Kiri Sayap
kanan Sayap Kategori
Dibawah Menu

Ratusan Ton Zirkon Diduga Ilegal dari Belitung Siap Dikirim

Pekerjakan Dua Warga Tiongkok, Kades tak Tau

RAKYATPOS.COM, BADAU - Pengiriman pasir zirkon yang diduga ilegal karena tidak jelas asal usulnya, bakal terjadi lagi di Provinsi Kepulauan Bangka Belitung. Kali ini, ratusan ton zirkon mineral ikutan pasir timah dari Pulau Belitung, siap dikirim ke Kalimantan.

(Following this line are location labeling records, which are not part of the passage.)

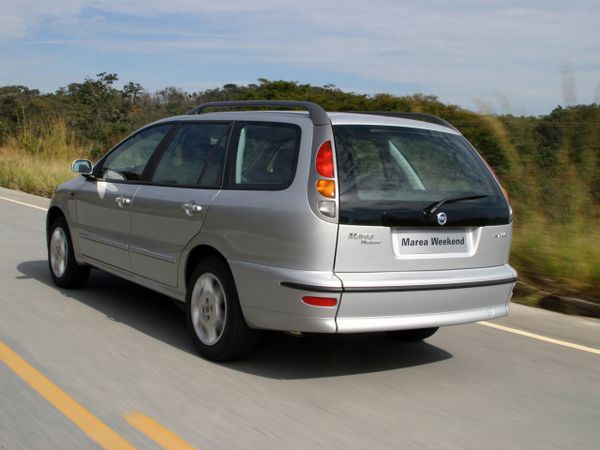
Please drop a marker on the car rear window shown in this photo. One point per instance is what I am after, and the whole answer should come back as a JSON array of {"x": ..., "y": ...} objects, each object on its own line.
[{"x": 384, "y": 168}]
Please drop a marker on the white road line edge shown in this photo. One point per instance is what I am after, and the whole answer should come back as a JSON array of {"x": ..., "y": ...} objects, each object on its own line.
[
  {"x": 539, "y": 337},
  {"x": 24, "y": 204}
]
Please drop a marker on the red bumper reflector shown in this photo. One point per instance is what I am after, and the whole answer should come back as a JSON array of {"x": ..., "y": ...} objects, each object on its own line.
[{"x": 320, "y": 301}]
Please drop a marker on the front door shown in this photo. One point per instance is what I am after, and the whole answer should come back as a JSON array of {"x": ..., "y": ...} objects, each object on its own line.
[
  {"x": 104, "y": 203},
  {"x": 169, "y": 211}
]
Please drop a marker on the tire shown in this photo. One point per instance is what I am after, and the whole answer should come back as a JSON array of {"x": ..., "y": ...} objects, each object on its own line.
[
  {"x": 65, "y": 271},
  {"x": 412, "y": 335},
  {"x": 214, "y": 315}
]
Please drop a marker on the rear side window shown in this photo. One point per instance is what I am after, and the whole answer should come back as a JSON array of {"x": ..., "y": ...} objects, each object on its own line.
[
  {"x": 265, "y": 155},
  {"x": 194, "y": 156}
]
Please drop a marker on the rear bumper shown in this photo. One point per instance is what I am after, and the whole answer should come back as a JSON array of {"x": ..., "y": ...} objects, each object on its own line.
[{"x": 271, "y": 298}]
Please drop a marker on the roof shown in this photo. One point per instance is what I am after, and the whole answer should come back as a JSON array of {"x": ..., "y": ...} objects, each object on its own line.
[{"x": 337, "y": 118}]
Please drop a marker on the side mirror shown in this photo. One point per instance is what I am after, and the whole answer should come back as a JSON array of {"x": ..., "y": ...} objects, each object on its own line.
[{"x": 83, "y": 166}]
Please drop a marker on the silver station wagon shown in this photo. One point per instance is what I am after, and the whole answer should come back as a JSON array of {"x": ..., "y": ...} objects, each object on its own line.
[{"x": 299, "y": 221}]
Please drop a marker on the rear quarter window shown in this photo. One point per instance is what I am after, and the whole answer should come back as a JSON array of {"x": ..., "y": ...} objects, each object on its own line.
[{"x": 264, "y": 155}]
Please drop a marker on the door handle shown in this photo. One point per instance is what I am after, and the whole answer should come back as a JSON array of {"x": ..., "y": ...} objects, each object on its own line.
[
  {"x": 122, "y": 201},
  {"x": 191, "y": 207}
]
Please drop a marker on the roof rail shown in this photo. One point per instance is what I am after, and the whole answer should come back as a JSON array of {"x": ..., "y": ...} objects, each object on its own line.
[
  {"x": 411, "y": 115},
  {"x": 317, "y": 114}
]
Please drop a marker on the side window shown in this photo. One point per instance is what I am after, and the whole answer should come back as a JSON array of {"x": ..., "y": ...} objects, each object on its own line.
[
  {"x": 266, "y": 155},
  {"x": 127, "y": 162},
  {"x": 194, "y": 156}
]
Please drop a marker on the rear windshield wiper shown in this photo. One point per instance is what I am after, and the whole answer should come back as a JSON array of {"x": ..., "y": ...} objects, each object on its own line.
[{"x": 435, "y": 206}]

Zirkon yang dikemas dalam karung ukuran 50 kg itu, kini sudah tertampung di gudang penyimpanan di Desa Sungai Samak, Kecamatan Badau, Kabupaten Belitung sejak beberapa hari lalu. Hanya saja, belum diketahui pasti kapan zirkon ini akan dilakukan pengiriman. Tapi sesuai jadwal, pada bulan Desember 2020 ini juga.

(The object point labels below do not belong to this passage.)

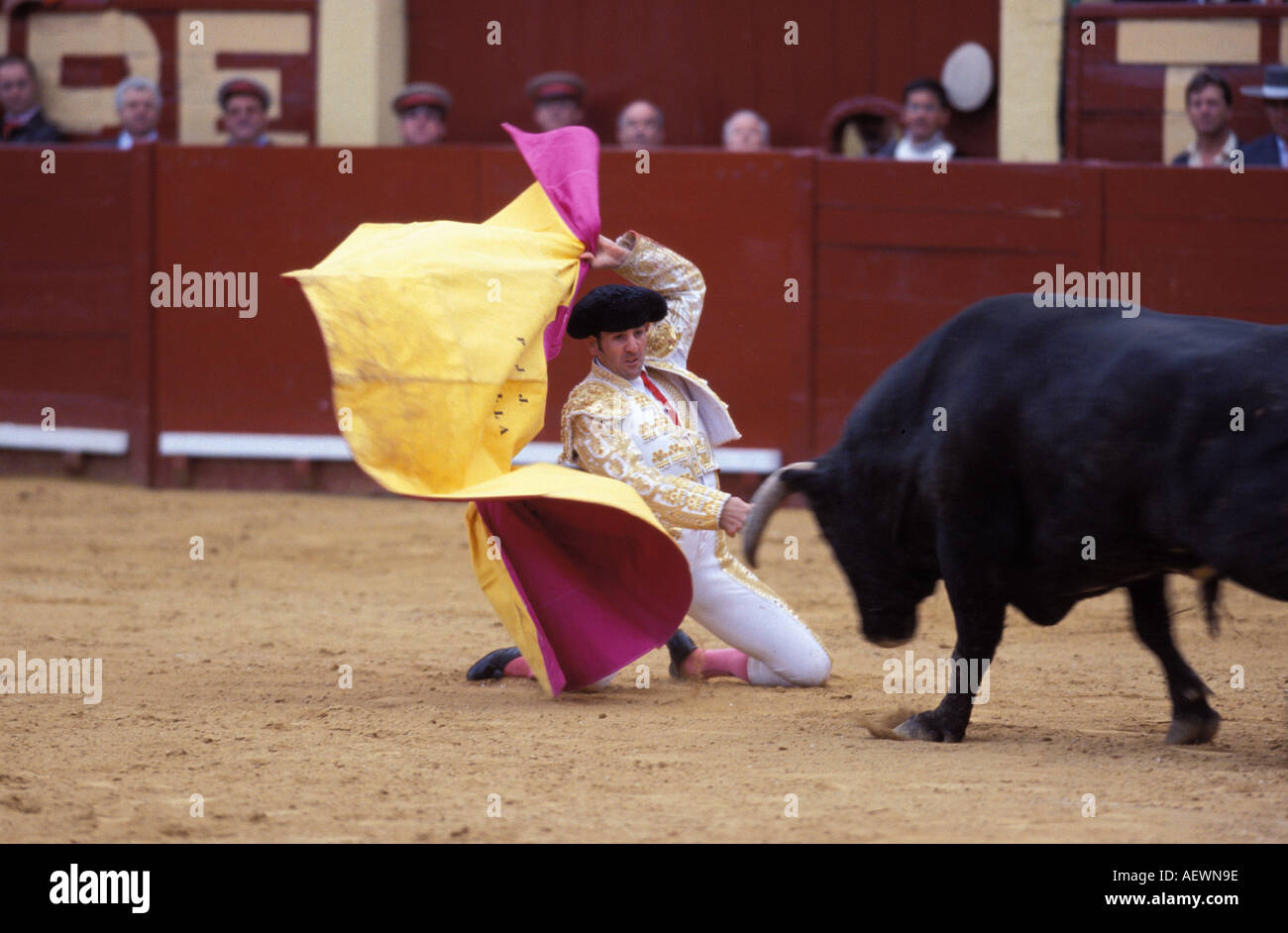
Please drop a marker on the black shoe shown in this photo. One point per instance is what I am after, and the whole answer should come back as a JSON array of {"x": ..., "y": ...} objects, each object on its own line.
[
  {"x": 490, "y": 667},
  {"x": 681, "y": 648}
]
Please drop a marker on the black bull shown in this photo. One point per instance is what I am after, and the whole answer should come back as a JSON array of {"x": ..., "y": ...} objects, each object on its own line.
[{"x": 1035, "y": 457}]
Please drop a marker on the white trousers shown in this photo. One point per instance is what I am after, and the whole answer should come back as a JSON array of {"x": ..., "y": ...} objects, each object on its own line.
[{"x": 735, "y": 606}]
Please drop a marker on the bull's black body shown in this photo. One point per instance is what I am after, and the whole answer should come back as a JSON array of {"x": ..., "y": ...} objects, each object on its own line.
[{"x": 1061, "y": 425}]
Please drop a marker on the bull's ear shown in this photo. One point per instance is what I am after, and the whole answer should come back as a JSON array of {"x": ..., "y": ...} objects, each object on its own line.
[
  {"x": 785, "y": 480},
  {"x": 799, "y": 477}
]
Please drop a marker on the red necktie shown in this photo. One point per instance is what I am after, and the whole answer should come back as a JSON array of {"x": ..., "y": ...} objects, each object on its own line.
[{"x": 661, "y": 398}]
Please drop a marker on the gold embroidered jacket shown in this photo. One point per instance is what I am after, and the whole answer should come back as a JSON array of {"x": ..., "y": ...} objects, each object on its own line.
[{"x": 616, "y": 429}]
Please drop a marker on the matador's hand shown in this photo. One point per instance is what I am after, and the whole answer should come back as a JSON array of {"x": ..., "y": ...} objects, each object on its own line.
[{"x": 608, "y": 255}]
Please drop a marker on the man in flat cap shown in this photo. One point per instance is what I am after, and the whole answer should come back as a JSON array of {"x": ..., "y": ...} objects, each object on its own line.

Pasir yang diduga mengandung monazit dan mineral tanah jarang lainnya itu, berasal dari limbah atau ampas meja goyang yang memisahkan pasir timah di seputaran Kecamatan Tanjungpandan. Bukan melalui aktivitas penambangan zirkon dengan Izin Usaha Pertambangan (IUP).

Seorang pekerja di lokasi penimbunan menyebutkan, pemilik zirkon ini adalah IS. Pengusaha lokal ini diketahui memiliki meja goyang biji timah di seputaran Tanjungpandan. IS diduga tidak sendirian dalam bisnis ini. Ada beberapa orang yang diduga kuat terlibat memproduksi dan mengumpulkan pasir zirkon yang tersebar di wilayah Belitung. Salah satunya pengusaha asal Jakarta.

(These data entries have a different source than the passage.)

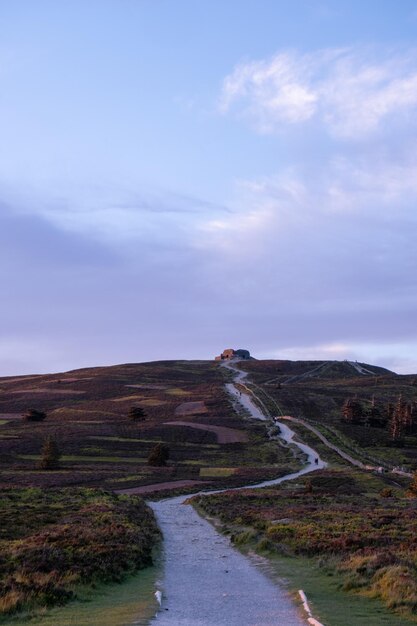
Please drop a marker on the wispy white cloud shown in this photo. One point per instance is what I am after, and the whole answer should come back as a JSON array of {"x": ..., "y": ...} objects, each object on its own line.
[
  {"x": 351, "y": 92},
  {"x": 398, "y": 357}
]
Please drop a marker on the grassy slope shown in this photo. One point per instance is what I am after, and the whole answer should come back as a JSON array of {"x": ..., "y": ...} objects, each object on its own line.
[
  {"x": 55, "y": 542},
  {"x": 364, "y": 541},
  {"x": 87, "y": 411},
  {"x": 316, "y": 390}
]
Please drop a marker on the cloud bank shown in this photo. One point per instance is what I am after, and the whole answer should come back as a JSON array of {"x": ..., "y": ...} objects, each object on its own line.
[{"x": 352, "y": 93}]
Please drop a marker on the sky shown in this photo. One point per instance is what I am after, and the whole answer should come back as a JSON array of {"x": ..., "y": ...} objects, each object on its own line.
[{"x": 182, "y": 176}]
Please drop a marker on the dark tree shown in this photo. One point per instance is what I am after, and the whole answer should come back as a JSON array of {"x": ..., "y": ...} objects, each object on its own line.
[
  {"x": 33, "y": 415},
  {"x": 136, "y": 413},
  {"x": 413, "y": 487},
  {"x": 159, "y": 455},
  {"x": 50, "y": 455},
  {"x": 352, "y": 411}
]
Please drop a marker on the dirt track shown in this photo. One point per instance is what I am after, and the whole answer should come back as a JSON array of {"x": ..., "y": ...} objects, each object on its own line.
[
  {"x": 224, "y": 434},
  {"x": 174, "y": 484}
]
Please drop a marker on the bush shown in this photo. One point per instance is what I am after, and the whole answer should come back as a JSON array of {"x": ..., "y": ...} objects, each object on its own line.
[
  {"x": 50, "y": 455},
  {"x": 159, "y": 455},
  {"x": 136, "y": 413},
  {"x": 33, "y": 415}
]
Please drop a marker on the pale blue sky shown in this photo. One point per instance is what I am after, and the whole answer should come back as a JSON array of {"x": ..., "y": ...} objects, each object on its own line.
[{"x": 181, "y": 176}]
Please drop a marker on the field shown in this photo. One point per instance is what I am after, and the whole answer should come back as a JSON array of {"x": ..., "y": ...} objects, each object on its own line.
[
  {"x": 186, "y": 408},
  {"x": 317, "y": 391},
  {"x": 352, "y": 526},
  {"x": 56, "y": 543},
  {"x": 343, "y": 530}
]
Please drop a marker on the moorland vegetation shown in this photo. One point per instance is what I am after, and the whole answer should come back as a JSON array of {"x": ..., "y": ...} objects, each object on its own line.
[{"x": 54, "y": 543}]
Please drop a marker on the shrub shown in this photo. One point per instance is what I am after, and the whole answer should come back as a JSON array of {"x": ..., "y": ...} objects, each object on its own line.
[
  {"x": 50, "y": 455},
  {"x": 34, "y": 415},
  {"x": 159, "y": 455},
  {"x": 136, "y": 413}
]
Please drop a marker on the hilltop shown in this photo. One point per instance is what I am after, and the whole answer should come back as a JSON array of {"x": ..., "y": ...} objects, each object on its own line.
[{"x": 186, "y": 408}]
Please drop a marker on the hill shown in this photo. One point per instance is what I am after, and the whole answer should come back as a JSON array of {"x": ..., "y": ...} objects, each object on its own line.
[{"x": 88, "y": 413}]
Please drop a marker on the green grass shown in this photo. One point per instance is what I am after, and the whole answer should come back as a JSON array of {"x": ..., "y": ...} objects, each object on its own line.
[
  {"x": 328, "y": 603},
  {"x": 58, "y": 545},
  {"x": 109, "y": 605}
]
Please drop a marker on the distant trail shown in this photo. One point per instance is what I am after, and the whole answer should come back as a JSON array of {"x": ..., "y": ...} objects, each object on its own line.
[{"x": 206, "y": 581}]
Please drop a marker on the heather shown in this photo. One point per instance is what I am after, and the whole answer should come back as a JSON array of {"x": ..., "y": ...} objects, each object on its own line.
[
  {"x": 55, "y": 543},
  {"x": 357, "y": 527}
]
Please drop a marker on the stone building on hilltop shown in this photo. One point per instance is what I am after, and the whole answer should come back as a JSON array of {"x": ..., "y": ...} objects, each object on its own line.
[{"x": 229, "y": 353}]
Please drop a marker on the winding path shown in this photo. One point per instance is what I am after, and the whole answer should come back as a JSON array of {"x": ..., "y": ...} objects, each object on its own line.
[{"x": 206, "y": 581}]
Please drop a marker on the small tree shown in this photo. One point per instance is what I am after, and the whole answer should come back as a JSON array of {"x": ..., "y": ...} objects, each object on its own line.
[
  {"x": 50, "y": 455},
  {"x": 33, "y": 415},
  {"x": 137, "y": 414},
  {"x": 159, "y": 455},
  {"x": 412, "y": 490}
]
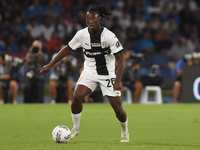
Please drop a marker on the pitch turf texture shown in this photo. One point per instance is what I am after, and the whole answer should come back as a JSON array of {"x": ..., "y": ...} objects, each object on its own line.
[{"x": 152, "y": 127}]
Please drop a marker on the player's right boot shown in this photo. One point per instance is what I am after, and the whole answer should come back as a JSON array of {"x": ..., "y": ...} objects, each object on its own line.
[
  {"x": 124, "y": 136},
  {"x": 75, "y": 132}
]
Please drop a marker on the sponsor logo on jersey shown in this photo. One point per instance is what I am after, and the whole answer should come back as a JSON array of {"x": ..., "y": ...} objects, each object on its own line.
[
  {"x": 92, "y": 53},
  {"x": 96, "y": 44},
  {"x": 118, "y": 44},
  {"x": 104, "y": 44}
]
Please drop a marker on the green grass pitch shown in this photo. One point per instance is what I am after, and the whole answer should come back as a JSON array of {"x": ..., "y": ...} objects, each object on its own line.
[{"x": 151, "y": 127}]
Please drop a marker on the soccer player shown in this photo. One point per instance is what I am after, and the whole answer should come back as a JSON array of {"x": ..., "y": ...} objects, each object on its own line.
[{"x": 102, "y": 52}]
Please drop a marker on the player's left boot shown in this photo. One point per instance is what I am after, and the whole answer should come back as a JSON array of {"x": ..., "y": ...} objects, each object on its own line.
[
  {"x": 124, "y": 136},
  {"x": 75, "y": 132}
]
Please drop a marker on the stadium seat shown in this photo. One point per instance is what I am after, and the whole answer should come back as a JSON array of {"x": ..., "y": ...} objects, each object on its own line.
[
  {"x": 157, "y": 95},
  {"x": 128, "y": 95}
]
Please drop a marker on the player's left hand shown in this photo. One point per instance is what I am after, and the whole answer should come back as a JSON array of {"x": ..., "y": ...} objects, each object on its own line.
[{"x": 45, "y": 69}]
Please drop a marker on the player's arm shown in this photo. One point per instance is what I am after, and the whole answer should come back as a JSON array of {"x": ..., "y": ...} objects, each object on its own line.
[
  {"x": 62, "y": 53},
  {"x": 120, "y": 68}
]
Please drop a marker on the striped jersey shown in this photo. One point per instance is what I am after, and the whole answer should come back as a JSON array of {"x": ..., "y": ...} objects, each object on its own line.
[{"x": 98, "y": 50}]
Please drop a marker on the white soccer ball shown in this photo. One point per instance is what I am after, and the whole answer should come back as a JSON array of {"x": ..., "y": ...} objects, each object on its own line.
[{"x": 61, "y": 134}]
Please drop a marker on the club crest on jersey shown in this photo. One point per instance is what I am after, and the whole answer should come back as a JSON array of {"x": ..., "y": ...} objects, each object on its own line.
[
  {"x": 96, "y": 44},
  {"x": 104, "y": 44}
]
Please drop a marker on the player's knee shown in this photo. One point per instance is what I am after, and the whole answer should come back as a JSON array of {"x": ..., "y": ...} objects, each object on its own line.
[{"x": 119, "y": 111}]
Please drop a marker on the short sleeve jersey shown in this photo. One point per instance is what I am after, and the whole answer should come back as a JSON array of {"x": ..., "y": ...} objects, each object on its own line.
[{"x": 99, "y": 50}]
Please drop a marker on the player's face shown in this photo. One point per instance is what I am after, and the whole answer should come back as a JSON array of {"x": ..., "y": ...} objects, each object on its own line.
[{"x": 93, "y": 21}]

Ketika dilakukan konfirmasi melalui sambungan telpon, IS meminta wartawan media ini agar menghubungi koleganya yang berinisial HN.

"Telpon nomor ini aja Pak. Saya lagi di lokasi," kata IS melalui pesan singkat, Kamis, (10/12/2020).

Dari Informasi yang berhasil dihimpun wartawan, diduga HN adalah pembeli zirkon dan  yang mendatangkan Tenaga Kerja Asing (TKA) dari China. Ada dua orang tenaga kerja asing bekerja di gudang penyimpanan zirkon yang dibangun pada tahun 2018 lalu.

Sementara itu, HN yang dihubungi melalui sambungan telepon tak membantahnya. HN menyebut IS adalah bagian dari rombongannya. "Kita satu rombongan," jelas HN.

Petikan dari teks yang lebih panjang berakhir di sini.